Un sistema ineficiente en lo energético, ya que estas transacciones encriptadas requieren de una capacidad de procesamiento de datos ingente; altamente concentrado, el 1% de los usuarios realizan el 60% de las operaciones; enormemente opaco, ya que conocemos la operación pero nunca al operador, lo que lo hace óptimo para el blanqueo de capitales procedentes de lugares tan poco recomendables como el narcotráfico; y sin ningún beneficio social, ya que no produce nada, tan sólo especula, y está pensado por su descentralización para la evasión fiscal. No es que al FMI, institución de raigambre neoliberal, le preocupen las criptomonedas por estos parámetros, es que ve que son una manifestación tan incontrolable que su extensión y uso hace inestable al resto del sistema financiero.
Los NFT, los bienes digitales no tangibles, son el acompañamiento a este mercado como el mundo del arte lo es para los inversores a la bolsa. Salvo que, en una pirueta absolutamente demencial, el arte aquí se ha convertido en cualquier contenido digital, en una impúdica admisión de que lo que importa no es el objeto sobre el que se vuelva la especulación sino la especulación en sí misma. Es decir, que ese meme, una imagen con extensión jpeg, que se encuentra replicado millones de veces por toda la red, pasa a tener un valor con el que especular una vez que se establece un certificado de supuesta autenticidad, propiedad y naturaleza única. Es la elevación al absurdo de especular con paquetes de deuda hipotecaria, pero funciona, hasta que, como en 2008, se pinche la burbuja y deje de hacerlo.
Asistimos no sólo a una gigantesca operación especulativa, cuya única separación del fraude es la confianza de sus usuarios en la nada más absoluta, sino al complemento perfecto de todo el aparato político y cultural de lo digital. Ante una crisis pandémica sin precedentes, donde la economía real importó más que nunca, donde estamos comprobando la fragilidad de las cadenas de suministro, donde llegamos a ver pirateo aéreo entre países para apropiarse de los recursos sanitarios, el capitalismo ha reaccionado poniéndose a especular con memes de gatos, donde las redes sociales y los servicios de vídeo en directo sirven para replicar la fantasía y donde la cultura digital imperante del éxito individualista sirve de aliciente para que millones de incautos piensen que han encontrado el nuevo dorado. Es tan dramático como desesperante. Son los efectos de una tecnología que prometiendo en los noventa una revolución sin precedentes no ha fallado en sus vaticinios.
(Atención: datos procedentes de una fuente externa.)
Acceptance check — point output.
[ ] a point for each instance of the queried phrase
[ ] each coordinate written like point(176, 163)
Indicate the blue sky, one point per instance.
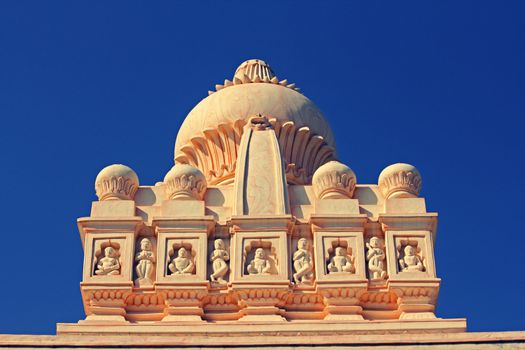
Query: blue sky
point(440, 85)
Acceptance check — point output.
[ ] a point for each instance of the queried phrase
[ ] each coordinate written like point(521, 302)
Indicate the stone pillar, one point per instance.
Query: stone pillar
point(108, 266)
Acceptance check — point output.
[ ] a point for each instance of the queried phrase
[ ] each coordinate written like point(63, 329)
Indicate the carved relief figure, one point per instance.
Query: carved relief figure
point(341, 262)
point(145, 262)
point(302, 262)
point(109, 264)
point(182, 264)
point(218, 259)
point(260, 265)
point(376, 257)
point(411, 261)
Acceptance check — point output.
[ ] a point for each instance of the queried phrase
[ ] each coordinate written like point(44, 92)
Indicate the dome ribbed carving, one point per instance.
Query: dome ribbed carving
point(210, 135)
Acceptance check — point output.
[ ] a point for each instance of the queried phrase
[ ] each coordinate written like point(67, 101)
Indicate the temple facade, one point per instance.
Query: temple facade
point(259, 236)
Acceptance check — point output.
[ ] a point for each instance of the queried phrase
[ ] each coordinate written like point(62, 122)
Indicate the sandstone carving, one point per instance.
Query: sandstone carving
point(376, 259)
point(182, 264)
point(302, 262)
point(400, 181)
point(260, 264)
point(109, 264)
point(334, 180)
point(258, 222)
point(411, 261)
point(184, 181)
point(219, 258)
point(341, 262)
point(115, 182)
point(145, 260)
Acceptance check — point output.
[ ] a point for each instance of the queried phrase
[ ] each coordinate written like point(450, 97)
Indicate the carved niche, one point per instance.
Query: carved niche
point(145, 261)
point(181, 260)
point(303, 262)
point(260, 258)
point(107, 259)
point(376, 258)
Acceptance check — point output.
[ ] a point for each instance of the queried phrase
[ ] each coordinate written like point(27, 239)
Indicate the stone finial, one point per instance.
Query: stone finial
point(115, 182)
point(334, 180)
point(184, 181)
point(400, 180)
point(256, 70)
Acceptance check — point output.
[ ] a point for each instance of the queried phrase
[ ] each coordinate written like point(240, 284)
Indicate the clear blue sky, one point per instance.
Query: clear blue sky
point(440, 85)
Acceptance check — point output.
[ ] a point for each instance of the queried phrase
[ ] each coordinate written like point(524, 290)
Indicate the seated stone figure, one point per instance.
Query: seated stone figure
point(340, 262)
point(302, 262)
point(218, 259)
point(260, 265)
point(411, 261)
point(146, 262)
point(376, 256)
point(109, 264)
point(182, 264)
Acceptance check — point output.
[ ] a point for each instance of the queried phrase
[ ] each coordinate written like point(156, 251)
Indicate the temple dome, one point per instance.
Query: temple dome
point(209, 136)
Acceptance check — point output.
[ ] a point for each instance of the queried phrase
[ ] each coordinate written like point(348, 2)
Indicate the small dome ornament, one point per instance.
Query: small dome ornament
point(116, 182)
point(184, 181)
point(334, 180)
point(400, 180)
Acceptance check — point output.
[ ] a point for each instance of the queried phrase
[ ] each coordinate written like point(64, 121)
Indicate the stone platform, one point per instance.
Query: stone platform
point(437, 334)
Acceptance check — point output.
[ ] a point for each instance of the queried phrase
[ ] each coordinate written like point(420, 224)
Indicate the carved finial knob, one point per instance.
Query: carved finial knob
point(184, 181)
point(255, 68)
point(334, 180)
point(400, 180)
point(116, 181)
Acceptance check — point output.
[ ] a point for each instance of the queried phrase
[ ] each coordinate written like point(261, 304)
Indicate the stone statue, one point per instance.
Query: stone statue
point(109, 264)
point(260, 265)
point(341, 262)
point(218, 259)
point(182, 264)
point(302, 262)
point(376, 257)
point(411, 261)
point(145, 263)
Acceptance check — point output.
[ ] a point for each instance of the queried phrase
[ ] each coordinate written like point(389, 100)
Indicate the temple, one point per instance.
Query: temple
point(259, 236)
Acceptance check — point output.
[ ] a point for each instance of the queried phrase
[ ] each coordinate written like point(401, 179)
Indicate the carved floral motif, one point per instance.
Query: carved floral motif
point(219, 258)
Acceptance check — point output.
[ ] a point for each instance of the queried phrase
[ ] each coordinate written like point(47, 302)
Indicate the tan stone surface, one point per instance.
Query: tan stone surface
point(488, 340)
point(258, 236)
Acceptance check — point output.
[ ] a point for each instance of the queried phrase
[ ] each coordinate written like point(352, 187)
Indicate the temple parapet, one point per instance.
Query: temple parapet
point(267, 227)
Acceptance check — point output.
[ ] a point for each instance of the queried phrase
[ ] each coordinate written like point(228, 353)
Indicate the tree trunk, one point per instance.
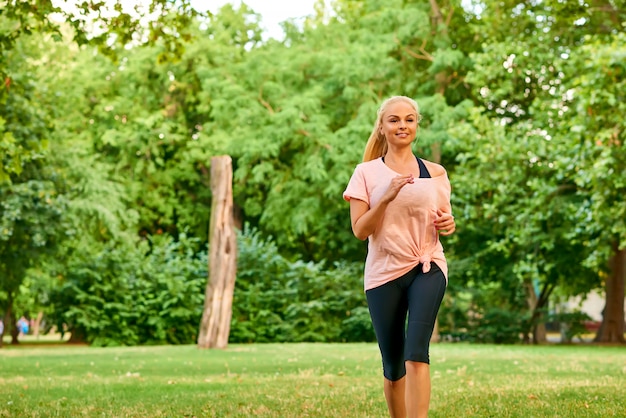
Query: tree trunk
point(215, 325)
point(612, 327)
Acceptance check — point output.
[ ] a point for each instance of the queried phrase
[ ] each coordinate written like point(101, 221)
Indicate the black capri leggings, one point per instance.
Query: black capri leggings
point(418, 294)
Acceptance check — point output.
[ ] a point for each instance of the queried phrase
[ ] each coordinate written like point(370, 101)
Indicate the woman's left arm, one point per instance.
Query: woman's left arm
point(444, 223)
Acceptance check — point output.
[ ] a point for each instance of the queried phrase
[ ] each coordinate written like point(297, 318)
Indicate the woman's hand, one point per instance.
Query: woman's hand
point(445, 223)
point(365, 219)
point(395, 185)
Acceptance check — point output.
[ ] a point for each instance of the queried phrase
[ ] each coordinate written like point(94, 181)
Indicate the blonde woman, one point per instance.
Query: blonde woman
point(401, 205)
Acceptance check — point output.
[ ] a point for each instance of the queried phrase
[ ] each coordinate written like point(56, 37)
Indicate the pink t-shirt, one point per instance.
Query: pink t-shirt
point(406, 235)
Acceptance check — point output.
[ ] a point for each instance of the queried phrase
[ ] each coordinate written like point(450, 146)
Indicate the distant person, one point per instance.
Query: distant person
point(22, 325)
point(401, 204)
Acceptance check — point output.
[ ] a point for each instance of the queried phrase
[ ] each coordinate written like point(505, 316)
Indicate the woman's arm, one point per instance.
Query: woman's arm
point(365, 219)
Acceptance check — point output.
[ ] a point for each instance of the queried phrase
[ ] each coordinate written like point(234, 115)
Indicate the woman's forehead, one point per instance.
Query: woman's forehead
point(399, 109)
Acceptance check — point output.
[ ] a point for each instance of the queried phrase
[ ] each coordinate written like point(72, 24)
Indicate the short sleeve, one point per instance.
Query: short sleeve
point(357, 188)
No ha sido la revolución del conocimiento. Está siendo una revolución que pone en peligro la democracia, la economía, la cultura y nuestra propia conciencia como seres humanos. Seguramente nunca fue el objetivo de los simpáticos informáticos, la mayoría ex-hippies, que fundaron la industria tecnológica californiana. Seguramente ninguno de ellos tuvo en cuenta la magnitud potencial de lo que se avecinaba, sólo si podían llevarlo a cabo.